The situation is therefore the same now as it was in 1999, when the International Criminal Tribunal for the former Yugoslavia (ICTY) indicted the Yugoslav president, Slobodan Milosevic, at the height of NATO’s bombing campaign against that country.  All the liberal outrage at the Iraq war, and the invocations of international law, have been forgotten now that there is a Democrat in the White House again.  This is in spite of the fact that the claims made by NATO over Kosovo have been proved baseless in the very ICTY set up to prove them.  The same pattern has been repeated in Libya, where dubious claims about human-rights violations were the pretext for violent regime change: The evidence adduced in support of the arrest warrant for Qaddafi and his son, issued in May 2011 shortly after NATO started to bomb Libya, has been censored in its entirety from the publicly available version of that indictment.  These claims, incidentally, were initially made by a Benghazi-based opposition NGO, the Libyan League for Human Rights, whose members are miraculously now ministers and officials in the new Libyan government.
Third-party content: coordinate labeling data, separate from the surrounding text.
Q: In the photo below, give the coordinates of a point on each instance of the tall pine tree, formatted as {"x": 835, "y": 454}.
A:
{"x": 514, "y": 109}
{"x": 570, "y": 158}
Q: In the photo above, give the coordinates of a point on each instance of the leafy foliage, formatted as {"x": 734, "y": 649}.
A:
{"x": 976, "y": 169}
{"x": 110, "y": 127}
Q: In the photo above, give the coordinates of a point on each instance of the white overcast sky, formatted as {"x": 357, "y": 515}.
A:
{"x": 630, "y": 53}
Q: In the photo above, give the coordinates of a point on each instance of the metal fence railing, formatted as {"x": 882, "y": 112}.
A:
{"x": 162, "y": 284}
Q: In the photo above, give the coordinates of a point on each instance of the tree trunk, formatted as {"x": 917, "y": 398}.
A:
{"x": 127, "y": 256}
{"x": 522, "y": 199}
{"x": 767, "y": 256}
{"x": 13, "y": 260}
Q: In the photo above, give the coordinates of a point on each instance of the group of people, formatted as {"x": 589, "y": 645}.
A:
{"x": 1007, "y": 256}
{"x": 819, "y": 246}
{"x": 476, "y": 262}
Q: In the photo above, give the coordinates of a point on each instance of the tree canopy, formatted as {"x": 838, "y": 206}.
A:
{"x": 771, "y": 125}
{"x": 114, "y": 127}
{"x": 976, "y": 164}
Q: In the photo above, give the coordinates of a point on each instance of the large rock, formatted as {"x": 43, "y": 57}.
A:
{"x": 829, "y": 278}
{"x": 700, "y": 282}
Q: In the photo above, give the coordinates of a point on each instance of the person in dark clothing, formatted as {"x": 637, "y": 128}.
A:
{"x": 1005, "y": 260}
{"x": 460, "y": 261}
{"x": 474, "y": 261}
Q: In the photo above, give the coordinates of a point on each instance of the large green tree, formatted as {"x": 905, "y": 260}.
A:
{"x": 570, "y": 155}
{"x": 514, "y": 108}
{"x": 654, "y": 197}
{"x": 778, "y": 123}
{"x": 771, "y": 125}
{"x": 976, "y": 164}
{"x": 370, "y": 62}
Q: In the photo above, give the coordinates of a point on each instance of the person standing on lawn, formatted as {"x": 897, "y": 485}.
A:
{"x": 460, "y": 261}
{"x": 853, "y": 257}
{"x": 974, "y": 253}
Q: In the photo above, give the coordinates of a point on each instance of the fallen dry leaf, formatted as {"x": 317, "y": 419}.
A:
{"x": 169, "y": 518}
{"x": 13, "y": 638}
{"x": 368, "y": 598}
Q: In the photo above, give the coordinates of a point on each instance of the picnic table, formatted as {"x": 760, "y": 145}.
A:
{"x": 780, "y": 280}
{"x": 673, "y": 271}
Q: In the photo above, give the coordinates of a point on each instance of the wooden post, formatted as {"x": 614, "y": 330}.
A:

The double standards are also the same.  Just as in 1999, NATO’s attack on Yugoslavia attracted not so much as a peep from the prosecutor of the International Criminal Tribunal for the former Yugoslavia—even though it was blatantly incompatible with the law against wars of aggression adjudicated at Nuremberg and Tokyo—so in 2011 the ICC prosecutor reacted with silence at the deliberate targeting of pro-Qad­dafi civilians in Sirte.  According to the Daily Telegraph (September 28, 2011), the rebels justified killing the town’s inhabitants because they had “chosen to die.”  Yet the protection of civilians was the original legal and political justification for both the ICC indictment and the NATO attack.

The ICC is a product of progressivism’s narrative about itself—that it is morally superior, that it is politically advanced, that it is needed to guarantee order in the world.  The fact that the court has become a caricature of colonialism—it is paid for and staffed by whites but prosecutes only blacks and Arabs—only underlines this by obscuring the key difference between it and colonialism—namely, that colonies were actually governed by colonials.  The ICC, by contrast, swoops in only as an avenging angel, and its only instrument of power is punishment.  Structurally disconnected, like all international institutions, from the people over whom it wields power, it never has to bear the consequences of its decisions.  It is the very embodiment of power without responsibility—and that is why liberals love it.